Completa a exposição o vídeo “A costura de si” (2005), em que a artista costura os próprios dedos da mão, ao som de uma música de Tom Zé. Esse é o único trabalho não inédito da exposição, mas que será apresentado de forma inédita, através de uma videoinstalação, composta por um monitor, um biombo e um banco com lugar para uma única pessoa assistir ao vídeo de cada vez. Para a artista, era fundamental que esta obra estivesse na exposição, pois ela se relaciona com todas as demais. “O vídeo é um dos meus primeiros trabalhos e fala da construção, desconstrução e eterna reconstrução de quem se é”, diz. Esse trabalho é marcante na trajetória de Adrianna Eu e foi visto pela artista Louise Bourgeois (Paris, 1911 - Nova York, 2010), com quem Adrianna encontrou por duas vezes e cujo encontro e descoberta de sua obra foram muito marcantes para a trajetória da artista.
SOBRE A ARTISTA
Adrianna Eu (Rio de Janeiro, 1972. Vive e trabalha no Rio de Janeiro) é formada pela Escola de Artes Visuais EAV – Parque Lage (RJ) onde frequentou cursos de Malu Fatorelli, entre 2003 e 2006; e em Filosofia, com Auterives Maciel, no Museu da Republica, entre 2003 e 2007. Desde 2010 frequenta o Grupo Alice de Estudos e Projetos, coordenado por Brígida Baltar e Pedro Varela.

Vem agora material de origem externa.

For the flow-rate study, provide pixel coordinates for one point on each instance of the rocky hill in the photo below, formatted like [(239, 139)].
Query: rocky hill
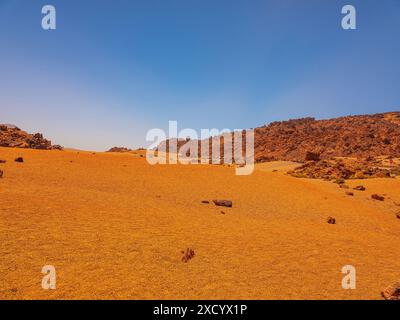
[(352, 136), (14, 137)]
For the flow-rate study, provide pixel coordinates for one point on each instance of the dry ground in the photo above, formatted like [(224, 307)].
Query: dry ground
[(114, 227)]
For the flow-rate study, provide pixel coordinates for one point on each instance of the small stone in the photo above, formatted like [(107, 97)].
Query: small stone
[(312, 156), (377, 197), (392, 292), (223, 203), (331, 220), (187, 255)]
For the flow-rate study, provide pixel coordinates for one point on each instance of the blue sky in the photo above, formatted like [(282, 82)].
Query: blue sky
[(115, 69)]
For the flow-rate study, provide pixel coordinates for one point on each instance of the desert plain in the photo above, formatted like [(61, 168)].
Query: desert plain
[(114, 227)]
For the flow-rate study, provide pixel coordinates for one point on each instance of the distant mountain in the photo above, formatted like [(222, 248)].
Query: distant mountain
[(14, 137), (359, 136)]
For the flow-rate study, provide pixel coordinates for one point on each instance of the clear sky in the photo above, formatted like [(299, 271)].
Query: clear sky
[(115, 69)]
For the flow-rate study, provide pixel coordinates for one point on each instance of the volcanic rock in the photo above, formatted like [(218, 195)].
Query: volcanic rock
[(119, 149), (14, 137), (359, 188), (187, 255), (223, 203), (378, 197), (331, 220), (312, 156), (392, 292)]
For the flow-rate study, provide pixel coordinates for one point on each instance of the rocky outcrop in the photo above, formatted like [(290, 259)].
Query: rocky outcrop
[(13, 137), (119, 149)]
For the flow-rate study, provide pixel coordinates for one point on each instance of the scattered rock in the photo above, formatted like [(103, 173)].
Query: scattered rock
[(312, 156), (187, 255), (339, 170), (331, 220), (223, 203), (392, 292), (377, 197), (119, 149), (57, 147), (359, 188)]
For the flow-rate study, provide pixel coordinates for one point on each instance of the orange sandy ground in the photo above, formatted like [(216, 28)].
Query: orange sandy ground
[(114, 227)]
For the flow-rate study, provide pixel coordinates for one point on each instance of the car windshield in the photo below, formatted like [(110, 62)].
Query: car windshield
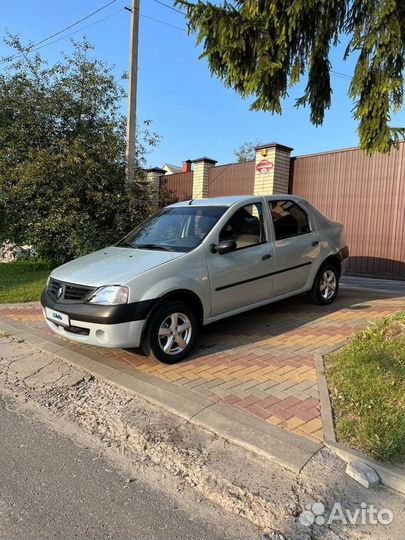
[(180, 228)]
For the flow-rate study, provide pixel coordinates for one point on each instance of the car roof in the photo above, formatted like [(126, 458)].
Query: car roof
[(230, 200)]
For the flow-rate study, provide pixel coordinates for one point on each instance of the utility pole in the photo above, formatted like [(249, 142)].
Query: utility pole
[(132, 90)]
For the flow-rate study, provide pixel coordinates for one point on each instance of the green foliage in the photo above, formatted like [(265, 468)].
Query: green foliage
[(62, 159), (367, 384), (262, 47), (22, 281), (246, 152)]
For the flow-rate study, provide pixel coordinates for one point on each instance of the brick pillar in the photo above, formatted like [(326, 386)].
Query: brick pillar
[(201, 177), (272, 172), (153, 176)]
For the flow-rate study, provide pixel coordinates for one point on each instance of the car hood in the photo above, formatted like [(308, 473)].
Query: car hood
[(112, 266)]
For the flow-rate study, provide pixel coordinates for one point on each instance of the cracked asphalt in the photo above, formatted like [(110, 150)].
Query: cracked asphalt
[(53, 486), (81, 458)]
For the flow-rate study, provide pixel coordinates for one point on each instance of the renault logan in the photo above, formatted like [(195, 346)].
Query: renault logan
[(193, 263)]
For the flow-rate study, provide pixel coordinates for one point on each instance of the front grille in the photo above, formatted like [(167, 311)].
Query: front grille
[(53, 287), (77, 330), (77, 293)]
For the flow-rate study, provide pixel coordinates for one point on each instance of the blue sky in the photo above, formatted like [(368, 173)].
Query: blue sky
[(193, 112)]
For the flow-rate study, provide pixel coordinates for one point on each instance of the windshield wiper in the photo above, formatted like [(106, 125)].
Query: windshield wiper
[(154, 246), (126, 244)]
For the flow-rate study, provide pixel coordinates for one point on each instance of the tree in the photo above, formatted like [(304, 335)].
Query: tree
[(263, 47), (62, 159), (246, 151)]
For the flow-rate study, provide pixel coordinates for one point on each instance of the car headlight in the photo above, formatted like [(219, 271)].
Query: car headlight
[(110, 295)]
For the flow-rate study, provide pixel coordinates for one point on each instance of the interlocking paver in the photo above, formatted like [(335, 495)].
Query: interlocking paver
[(261, 362)]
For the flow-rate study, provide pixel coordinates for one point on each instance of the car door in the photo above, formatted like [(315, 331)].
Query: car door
[(242, 277), (296, 245)]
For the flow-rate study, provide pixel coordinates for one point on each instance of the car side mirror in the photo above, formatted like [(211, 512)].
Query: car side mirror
[(223, 247)]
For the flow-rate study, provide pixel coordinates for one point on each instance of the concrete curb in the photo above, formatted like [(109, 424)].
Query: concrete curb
[(271, 442), (390, 475)]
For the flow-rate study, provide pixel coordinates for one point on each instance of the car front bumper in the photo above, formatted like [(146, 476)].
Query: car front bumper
[(103, 326)]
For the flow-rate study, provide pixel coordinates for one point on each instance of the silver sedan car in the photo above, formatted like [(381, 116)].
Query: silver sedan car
[(193, 263)]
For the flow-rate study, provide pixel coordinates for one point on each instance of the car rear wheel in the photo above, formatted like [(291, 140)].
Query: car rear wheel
[(326, 285), (172, 330)]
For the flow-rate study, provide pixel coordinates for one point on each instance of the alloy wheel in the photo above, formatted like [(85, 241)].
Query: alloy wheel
[(175, 333), (328, 284)]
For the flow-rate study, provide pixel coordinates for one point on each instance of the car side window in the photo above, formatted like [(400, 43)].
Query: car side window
[(289, 219), (246, 227)]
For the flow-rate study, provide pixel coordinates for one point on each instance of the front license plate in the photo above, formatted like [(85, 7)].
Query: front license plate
[(57, 317)]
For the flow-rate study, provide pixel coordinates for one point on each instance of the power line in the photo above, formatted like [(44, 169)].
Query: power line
[(163, 22), (341, 74), (79, 30), (168, 6), (34, 45), (157, 20)]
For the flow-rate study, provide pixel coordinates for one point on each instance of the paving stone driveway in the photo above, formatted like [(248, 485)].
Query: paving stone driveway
[(262, 361)]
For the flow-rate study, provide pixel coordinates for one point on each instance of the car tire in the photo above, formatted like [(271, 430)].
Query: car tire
[(326, 285), (163, 339)]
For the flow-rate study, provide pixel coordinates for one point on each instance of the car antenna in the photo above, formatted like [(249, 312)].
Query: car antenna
[(209, 183)]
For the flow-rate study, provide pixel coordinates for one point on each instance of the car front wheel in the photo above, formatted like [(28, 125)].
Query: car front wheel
[(172, 330), (326, 285)]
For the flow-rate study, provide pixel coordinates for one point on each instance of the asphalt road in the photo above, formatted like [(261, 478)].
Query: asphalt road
[(54, 487)]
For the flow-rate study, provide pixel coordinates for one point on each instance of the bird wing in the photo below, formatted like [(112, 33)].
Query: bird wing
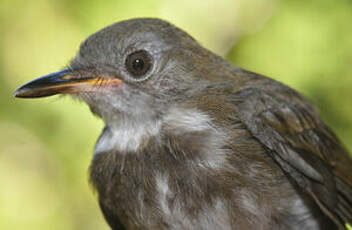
[(113, 221), (303, 146)]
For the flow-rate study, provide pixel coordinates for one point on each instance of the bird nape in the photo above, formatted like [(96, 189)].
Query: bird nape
[(193, 142)]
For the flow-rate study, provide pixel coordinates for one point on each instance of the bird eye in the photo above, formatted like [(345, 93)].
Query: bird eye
[(138, 63)]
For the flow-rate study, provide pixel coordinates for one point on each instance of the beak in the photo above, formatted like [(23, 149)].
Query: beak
[(59, 83)]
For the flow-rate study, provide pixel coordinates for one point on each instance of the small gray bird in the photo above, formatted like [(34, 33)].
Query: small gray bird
[(192, 142)]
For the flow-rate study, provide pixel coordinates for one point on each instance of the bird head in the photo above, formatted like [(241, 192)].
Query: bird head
[(135, 68)]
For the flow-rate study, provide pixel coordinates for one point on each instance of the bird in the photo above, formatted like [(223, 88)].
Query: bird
[(193, 142)]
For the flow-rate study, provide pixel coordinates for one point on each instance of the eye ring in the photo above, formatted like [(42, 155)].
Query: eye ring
[(138, 63)]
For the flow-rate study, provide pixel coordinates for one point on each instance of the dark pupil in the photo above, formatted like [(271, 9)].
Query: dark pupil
[(138, 65)]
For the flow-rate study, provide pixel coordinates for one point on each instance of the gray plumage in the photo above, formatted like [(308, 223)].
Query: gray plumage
[(196, 143)]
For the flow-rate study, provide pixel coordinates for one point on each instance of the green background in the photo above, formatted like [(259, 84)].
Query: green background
[(46, 144)]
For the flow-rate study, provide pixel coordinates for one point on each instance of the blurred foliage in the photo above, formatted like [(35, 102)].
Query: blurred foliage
[(46, 144)]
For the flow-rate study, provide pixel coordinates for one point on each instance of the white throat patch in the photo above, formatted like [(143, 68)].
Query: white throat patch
[(126, 137)]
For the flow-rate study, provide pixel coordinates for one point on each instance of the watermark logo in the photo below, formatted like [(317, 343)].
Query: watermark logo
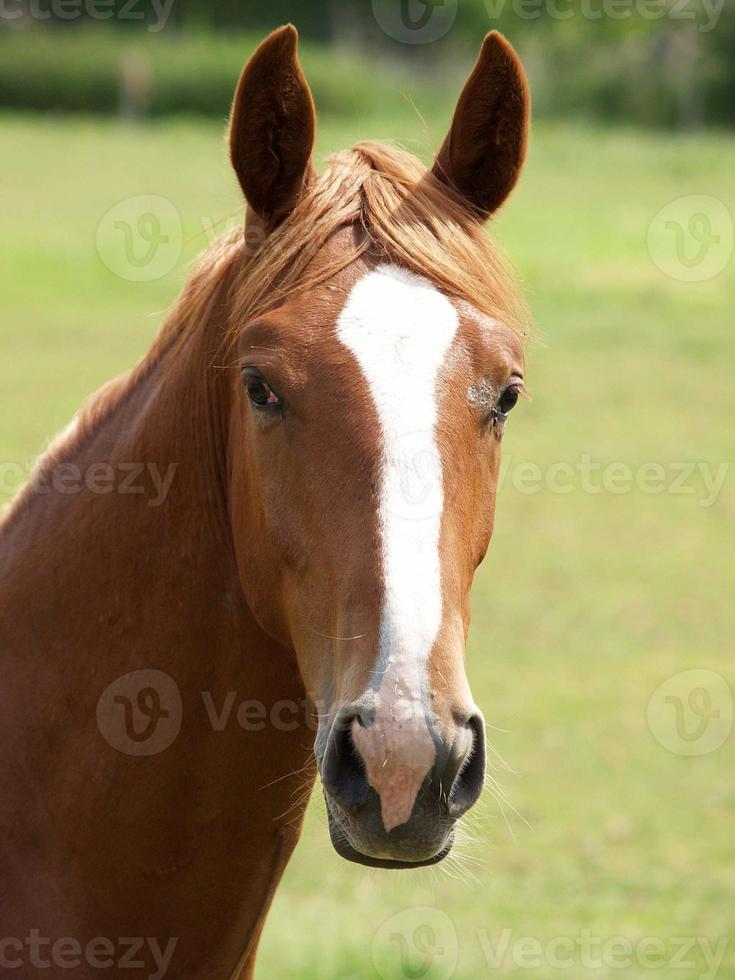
[(692, 712), (140, 713), (415, 21), (416, 943), (141, 238), (691, 238), (154, 13)]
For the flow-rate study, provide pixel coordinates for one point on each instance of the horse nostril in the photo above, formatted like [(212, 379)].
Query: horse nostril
[(468, 784), (343, 771)]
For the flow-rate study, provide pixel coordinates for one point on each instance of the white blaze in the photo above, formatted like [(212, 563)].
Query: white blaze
[(400, 329)]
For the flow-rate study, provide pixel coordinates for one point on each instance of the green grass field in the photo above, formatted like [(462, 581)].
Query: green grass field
[(589, 600)]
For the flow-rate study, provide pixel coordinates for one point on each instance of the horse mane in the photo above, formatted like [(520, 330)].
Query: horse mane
[(406, 215)]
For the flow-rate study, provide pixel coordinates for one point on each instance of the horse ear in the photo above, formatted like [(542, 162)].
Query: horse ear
[(272, 127), (483, 154)]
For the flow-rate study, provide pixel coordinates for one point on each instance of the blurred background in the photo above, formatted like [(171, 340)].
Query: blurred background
[(602, 642)]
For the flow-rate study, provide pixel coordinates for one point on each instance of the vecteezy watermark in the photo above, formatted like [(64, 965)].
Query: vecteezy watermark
[(424, 21), (700, 956), (423, 942), (154, 13), (141, 238), (704, 13), (416, 942), (98, 953), (691, 239), (146, 480), (140, 713), (415, 21), (698, 479), (692, 712)]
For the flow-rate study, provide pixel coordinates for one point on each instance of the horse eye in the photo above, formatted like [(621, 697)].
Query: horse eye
[(508, 399), (259, 391)]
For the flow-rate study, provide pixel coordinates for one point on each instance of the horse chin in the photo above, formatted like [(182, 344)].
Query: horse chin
[(349, 852)]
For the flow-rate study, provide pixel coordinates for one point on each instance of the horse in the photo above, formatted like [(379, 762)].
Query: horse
[(326, 401)]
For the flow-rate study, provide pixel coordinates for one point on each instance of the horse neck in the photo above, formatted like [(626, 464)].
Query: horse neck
[(97, 585)]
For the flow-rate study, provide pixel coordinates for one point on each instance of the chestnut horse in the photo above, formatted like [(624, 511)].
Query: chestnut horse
[(325, 406)]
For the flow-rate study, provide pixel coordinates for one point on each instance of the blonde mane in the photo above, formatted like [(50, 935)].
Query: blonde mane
[(405, 214)]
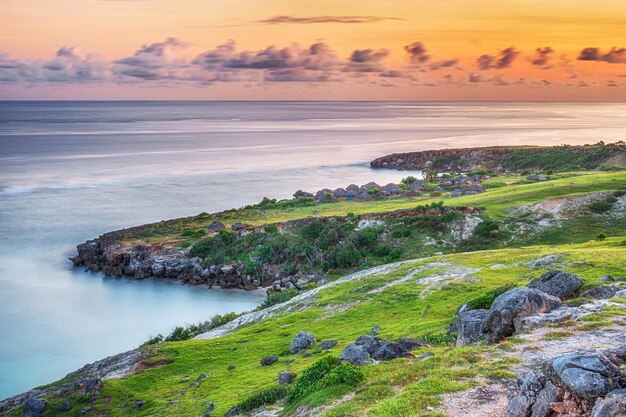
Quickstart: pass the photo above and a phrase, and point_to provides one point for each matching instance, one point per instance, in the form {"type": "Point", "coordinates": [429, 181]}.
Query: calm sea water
{"type": "Point", "coordinates": [70, 171]}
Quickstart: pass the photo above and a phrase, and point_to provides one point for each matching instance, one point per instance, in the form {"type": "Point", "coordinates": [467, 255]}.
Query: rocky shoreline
{"type": "Point", "coordinates": [113, 254]}
{"type": "Point", "coordinates": [493, 158]}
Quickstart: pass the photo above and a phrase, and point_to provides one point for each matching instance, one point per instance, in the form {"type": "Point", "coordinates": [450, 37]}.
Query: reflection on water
{"type": "Point", "coordinates": [70, 171]}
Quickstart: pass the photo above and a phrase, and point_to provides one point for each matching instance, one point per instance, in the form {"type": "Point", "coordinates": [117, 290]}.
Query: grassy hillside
{"type": "Point", "coordinates": [415, 298]}
{"type": "Point", "coordinates": [495, 201]}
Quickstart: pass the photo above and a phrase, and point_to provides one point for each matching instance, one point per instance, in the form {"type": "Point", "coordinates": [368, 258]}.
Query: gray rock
{"type": "Point", "coordinates": [210, 409]}
{"type": "Point", "coordinates": [409, 344]}
{"type": "Point", "coordinates": [587, 375]}
{"type": "Point", "coordinates": [327, 344]}
{"type": "Point", "coordinates": [532, 395]}
{"type": "Point", "coordinates": [425, 355]}
{"type": "Point", "coordinates": [302, 341]}
{"type": "Point", "coordinates": [469, 326]}
{"type": "Point", "coordinates": [389, 351]}
{"type": "Point", "coordinates": [614, 405]}
{"type": "Point", "coordinates": [286, 377]}
{"type": "Point", "coordinates": [63, 407]}
{"type": "Point", "coordinates": [600, 292]}
{"type": "Point", "coordinates": [513, 304]}
{"type": "Point", "coordinates": [558, 284]}
{"type": "Point", "coordinates": [355, 354]}
{"type": "Point", "coordinates": [91, 385]}
{"type": "Point", "coordinates": [370, 343]}
{"type": "Point", "coordinates": [202, 376]}
{"type": "Point", "coordinates": [544, 260]}
{"type": "Point", "coordinates": [268, 360]}
{"type": "Point", "coordinates": [34, 407]}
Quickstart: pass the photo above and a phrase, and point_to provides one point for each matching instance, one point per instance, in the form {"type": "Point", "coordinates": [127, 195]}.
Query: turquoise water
{"type": "Point", "coordinates": [70, 171]}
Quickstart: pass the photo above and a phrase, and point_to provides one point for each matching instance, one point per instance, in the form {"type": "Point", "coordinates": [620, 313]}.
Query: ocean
{"type": "Point", "coordinates": [70, 171]}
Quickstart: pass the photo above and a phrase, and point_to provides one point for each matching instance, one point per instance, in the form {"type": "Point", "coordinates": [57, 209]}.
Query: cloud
{"type": "Point", "coordinates": [542, 57]}
{"type": "Point", "coordinates": [417, 52]}
{"type": "Point", "coordinates": [504, 59]}
{"type": "Point", "coordinates": [444, 63]}
{"type": "Point", "coordinates": [284, 19]}
{"type": "Point", "coordinates": [366, 60]}
{"type": "Point", "coordinates": [613, 56]}
{"type": "Point", "coordinates": [156, 61]}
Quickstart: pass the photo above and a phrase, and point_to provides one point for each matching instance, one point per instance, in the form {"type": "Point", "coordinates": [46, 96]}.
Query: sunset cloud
{"type": "Point", "coordinates": [285, 19]}
{"type": "Point", "coordinates": [614, 56]}
{"type": "Point", "coordinates": [503, 60]}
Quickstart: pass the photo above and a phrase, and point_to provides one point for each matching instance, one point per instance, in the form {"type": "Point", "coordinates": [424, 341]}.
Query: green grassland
{"type": "Point", "coordinates": [409, 299]}
{"type": "Point", "coordinates": [414, 298]}
{"type": "Point", "coordinates": [496, 202]}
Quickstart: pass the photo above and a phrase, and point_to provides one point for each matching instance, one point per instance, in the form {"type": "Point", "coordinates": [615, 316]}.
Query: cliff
{"type": "Point", "coordinates": [508, 158]}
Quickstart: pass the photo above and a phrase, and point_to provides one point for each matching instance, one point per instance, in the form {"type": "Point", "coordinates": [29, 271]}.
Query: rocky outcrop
{"type": "Point", "coordinates": [514, 305]}
{"type": "Point", "coordinates": [301, 342]}
{"type": "Point", "coordinates": [468, 159]}
{"type": "Point", "coordinates": [558, 284]}
{"type": "Point", "coordinates": [112, 254]}
{"type": "Point", "coordinates": [369, 347]}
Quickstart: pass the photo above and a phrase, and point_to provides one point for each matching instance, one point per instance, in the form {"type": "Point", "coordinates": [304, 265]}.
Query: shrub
{"type": "Point", "coordinates": [486, 228]}
{"type": "Point", "coordinates": [267, 396]}
{"type": "Point", "coordinates": [494, 184]}
{"type": "Point", "coordinates": [277, 297]}
{"type": "Point", "coordinates": [601, 206]}
{"type": "Point", "coordinates": [305, 383]}
{"type": "Point", "coordinates": [366, 238]}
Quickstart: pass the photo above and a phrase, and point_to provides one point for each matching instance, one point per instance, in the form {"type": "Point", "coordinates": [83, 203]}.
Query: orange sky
{"type": "Point", "coordinates": [107, 32]}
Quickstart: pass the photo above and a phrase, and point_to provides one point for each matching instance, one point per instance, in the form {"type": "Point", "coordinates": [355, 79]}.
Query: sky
{"type": "Point", "coordinates": [556, 50]}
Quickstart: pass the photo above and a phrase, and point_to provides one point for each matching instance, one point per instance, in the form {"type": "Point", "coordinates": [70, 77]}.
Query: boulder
{"type": "Point", "coordinates": [586, 375]}
{"type": "Point", "coordinates": [301, 342]}
{"type": "Point", "coordinates": [614, 405]}
{"type": "Point", "coordinates": [558, 284]}
{"type": "Point", "coordinates": [63, 407]}
{"type": "Point", "coordinates": [531, 396]}
{"type": "Point", "coordinates": [268, 360]}
{"type": "Point", "coordinates": [286, 377]}
{"type": "Point", "coordinates": [327, 344]}
{"type": "Point", "coordinates": [409, 344]}
{"type": "Point", "coordinates": [355, 354]}
{"type": "Point", "coordinates": [210, 409]}
{"type": "Point", "coordinates": [370, 343]}
{"type": "Point", "coordinates": [469, 326]}
{"type": "Point", "coordinates": [91, 385]}
{"type": "Point", "coordinates": [600, 292]}
{"type": "Point", "coordinates": [34, 407]}
{"type": "Point", "coordinates": [516, 303]}
{"type": "Point", "coordinates": [390, 350]}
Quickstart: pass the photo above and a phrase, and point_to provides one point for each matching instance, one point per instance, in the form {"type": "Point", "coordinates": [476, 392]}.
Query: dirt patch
{"type": "Point", "coordinates": [488, 399]}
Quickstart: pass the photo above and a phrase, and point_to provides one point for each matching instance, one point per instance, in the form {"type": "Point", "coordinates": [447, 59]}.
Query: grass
{"type": "Point", "coordinates": [495, 201]}
{"type": "Point", "coordinates": [408, 308]}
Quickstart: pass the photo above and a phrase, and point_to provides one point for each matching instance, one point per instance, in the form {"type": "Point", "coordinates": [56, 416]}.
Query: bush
{"type": "Point", "coordinates": [486, 228]}
{"type": "Point", "coordinates": [268, 396]}
{"type": "Point", "coordinates": [192, 330]}
{"type": "Point", "coordinates": [494, 184]}
{"type": "Point", "coordinates": [600, 207]}
{"type": "Point", "coordinates": [305, 383]}
{"type": "Point", "coordinates": [277, 297]}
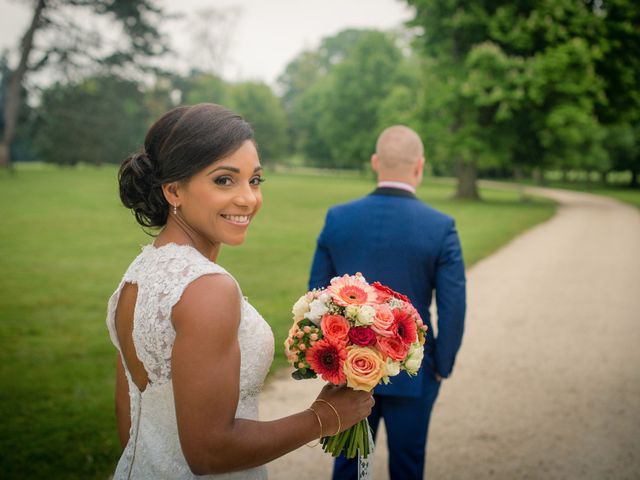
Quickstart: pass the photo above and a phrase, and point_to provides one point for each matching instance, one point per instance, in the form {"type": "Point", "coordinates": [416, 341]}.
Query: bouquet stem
{"type": "Point", "coordinates": [353, 441]}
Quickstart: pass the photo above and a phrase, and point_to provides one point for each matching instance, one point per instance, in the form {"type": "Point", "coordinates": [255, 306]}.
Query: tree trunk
{"type": "Point", "coordinates": [467, 181]}
{"type": "Point", "coordinates": [538, 176]}
{"type": "Point", "coordinates": [14, 91]}
{"type": "Point", "coordinates": [518, 177]}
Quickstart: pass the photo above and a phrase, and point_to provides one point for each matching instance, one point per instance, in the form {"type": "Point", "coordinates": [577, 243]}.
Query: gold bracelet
{"type": "Point", "coordinates": [320, 423]}
{"type": "Point", "coordinates": [334, 411]}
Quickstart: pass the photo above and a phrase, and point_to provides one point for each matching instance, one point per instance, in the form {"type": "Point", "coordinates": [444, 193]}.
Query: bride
{"type": "Point", "coordinates": [193, 353]}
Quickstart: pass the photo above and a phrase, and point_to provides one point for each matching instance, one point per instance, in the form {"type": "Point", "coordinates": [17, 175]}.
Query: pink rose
{"type": "Point", "coordinates": [362, 336]}
{"type": "Point", "coordinates": [363, 367]}
{"type": "Point", "coordinates": [383, 322]}
{"type": "Point", "coordinates": [393, 347]}
{"type": "Point", "coordinates": [335, 327]}
{"type": "Point", "coordinates": [405, 326]}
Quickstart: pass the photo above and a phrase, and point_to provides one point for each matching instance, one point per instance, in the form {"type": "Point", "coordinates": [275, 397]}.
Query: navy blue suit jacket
{"type": "Point", "coordinates": [393, 238]}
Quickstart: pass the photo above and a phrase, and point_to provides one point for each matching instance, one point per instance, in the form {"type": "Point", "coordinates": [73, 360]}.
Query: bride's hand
{"type": "Point", "coordinates": [350, 406]}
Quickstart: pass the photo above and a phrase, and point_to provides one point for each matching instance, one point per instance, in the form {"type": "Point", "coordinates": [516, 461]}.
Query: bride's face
{"type": "Point", "coordinates": [220, 201]}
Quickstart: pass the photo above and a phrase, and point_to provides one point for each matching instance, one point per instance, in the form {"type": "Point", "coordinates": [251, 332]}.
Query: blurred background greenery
{"type": "Point", "coordinates": [543, 92]}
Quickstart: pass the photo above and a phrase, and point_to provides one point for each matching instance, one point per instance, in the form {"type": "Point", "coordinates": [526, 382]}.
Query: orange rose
{"type": "Point", "coordinates": [393, 347]}
{"type": "Point", "coordinates": [364, 367]}
{"type": "Point", "coordinates": [383, 322]}
{"type": "Point", "coordinates": [335, 327]}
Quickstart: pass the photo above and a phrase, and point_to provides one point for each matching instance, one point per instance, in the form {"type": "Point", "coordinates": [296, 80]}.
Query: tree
{"type": "Point", "coordinates": [516, 84]}
{"type": "Point", "coordinates": [98, 120]}
{"type": "Point", "coordinates": [79, 47]}
{"type": "Point", "coordinates": [257, 103]}
{"type": "Point", "coordinates": [336, 117]}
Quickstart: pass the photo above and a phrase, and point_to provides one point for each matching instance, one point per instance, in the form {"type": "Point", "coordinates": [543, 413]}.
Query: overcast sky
{"type": "Point", "coordinates": [265, 35]}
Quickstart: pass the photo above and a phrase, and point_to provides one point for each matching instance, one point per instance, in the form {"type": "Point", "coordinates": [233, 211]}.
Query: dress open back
{"type": "Point", "coordinates": [161, 275]}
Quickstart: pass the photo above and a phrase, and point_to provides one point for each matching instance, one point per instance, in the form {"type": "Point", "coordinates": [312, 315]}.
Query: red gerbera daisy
{"type": "Point", "coordinates": [326, 358]}
{"type": "Point", "coordinates": [405, 326]}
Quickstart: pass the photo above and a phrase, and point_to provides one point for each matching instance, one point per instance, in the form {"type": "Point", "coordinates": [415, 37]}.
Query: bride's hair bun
{"type": "Point", "coordinates": [178, 145]}
{"type": "Point", "coordinates": [140, 190]}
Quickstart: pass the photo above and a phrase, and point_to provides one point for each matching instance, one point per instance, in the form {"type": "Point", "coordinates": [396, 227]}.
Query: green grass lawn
{"type": "Point", "coordinates": [65, 242]}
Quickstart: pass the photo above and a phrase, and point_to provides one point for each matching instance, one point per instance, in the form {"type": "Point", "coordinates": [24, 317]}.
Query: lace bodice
{"type": "Point", "coordinates": [161, 275]}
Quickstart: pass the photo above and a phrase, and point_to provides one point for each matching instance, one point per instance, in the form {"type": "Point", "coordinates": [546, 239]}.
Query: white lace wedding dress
{"type": "Point", "coordinates": [161, 275]}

Como nome artístico adotou “Adrianna eu” (nome que a representaria), pensando nisso como um nome-trabalho. Tendo como um de seus temas as relações das pessoas com a própria identidade, foi tomada por um desejo de ter no seu próprio nome uma “provocação” que já considera como um trabalho inicial. Adrianna Eu é um nome-trabalho que pretende provocar no outro um sentimento de reflexão. Com a intenção de gerar um estranhamento e levantar as questões dos limites do próprio eu, para cada lugar que a artista viaja, o pronome “eu”, por não se tratar de um sobrenome, é traduzido para a língua local, possibilitando assim que o processo de estranhamento intencionado se construa.
Dentre suas principais exposições individuais estão: “O mergulho de Narciso” (2015), na Luciana Caravello Arte Contemporânea; “O mais profundo pensamento é um coração batendo” (2014), na Casa Porto, no Rio de Janeiro; “Trabalhos recentes” (2005), no Paço Imperial, no Rio de Janeiro, entre outras.
Dentre suas exposições coletivas, destacam-se: “Lacunas preenchidas – As 7 Cornellys” (2019), na Villa Aymoré, no Rio de Janeiro; “De sangue e ossos” (2018), “Transformação” (2018), na Casa Firjan, no Rio de Janeiro; “Manjar: amar em liberdade” (2018), no Solar dos Abacaxis, no Rio de Janeiro; Trio Bienal (2017), no Rio de Janeiro; “Aquilo que nos une” (2017), na Caixa Cultural, em São Paulo; “In Memoriam”, na Caixa Cultural, Rio de Janeiro; “Aquilo que nos une” (2016), na Caixa Cultural, Rio de Janeiro.